Build and run tests Anaconda package Documentation Status

Fast visualisation of the population structure of pathogens using Stochastic Cluster Embedding.

Paper:

Lees JA, Tonkin-Hill G, Yang Z, Corander J. Mandrake: visualizing microbial population structure by embedding millions of genomes into a low-dimensional representation.
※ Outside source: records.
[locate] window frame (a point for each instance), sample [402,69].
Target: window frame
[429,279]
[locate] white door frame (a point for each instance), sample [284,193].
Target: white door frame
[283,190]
Philosophical Transactions of The Royal Society B. 2022;377: 20210237.

https://doi.org/10.1098/rstb.2021.0237

Documentation available at: https://mandrake.readthedocs.io/en/latest/

Installation (briefly)

See https://mandrake.readthedocs.io/en/latest/installation.html for more details.

  1. Install miniconda.
  2. Run conda create -n mandrake_env mandrake to install into a clean environment.
  3. Run conda activate mandrake_env to use the environment.

Refer to the conda-forge documentation if you want to install a CUDA (GPU) enabled version.

Semi-manual

You will need some dependencies, which you can install through conda:

conda create -n mandrake_env python
conda env update -n mandrake_env --file environment.yml
conda activate mandrake_env

You can then clone this repository, and run:

python setup.py install

GPU acceleration

You will need the CUDA toolkit installed.

If you have the ability to compile CUDA (e.g. nvcc) you should see a message:

CUDA found, compiling both GPU and CPU code

otherwise only the CPU version will be compiled:

CUDA not found, compiling CPU code only

Usage

After installing, an example command would look like this:

mandrake --sketches sketchlib.h5 --kNN 500 --cpus 4 --maxIter 1000000

This would use a file sketchlib.h5 created by pp-sketchlib to calculate accessory distances using 500 nearest neighbours.

Output can be found in numerous files prefixed mandrake.embedding*.

Other useful arguments include:

  • --alignment use a fasta alignment to calculate distances
  • --accessory use a presence/absence file (Rtab or similar) to calculate distances
  • --distances use a .npz file from a previous run and skip straight to the embedding step
  • --labels give labels to colour the output by
  • --perplexity change the perplexity of the preprocessing (similar to t-SNE)
  • --animate produce a video of the optimisation
  • --use-gpu use a GPU for the run. Make sure to increase --n-workers.

See the documentation for more details.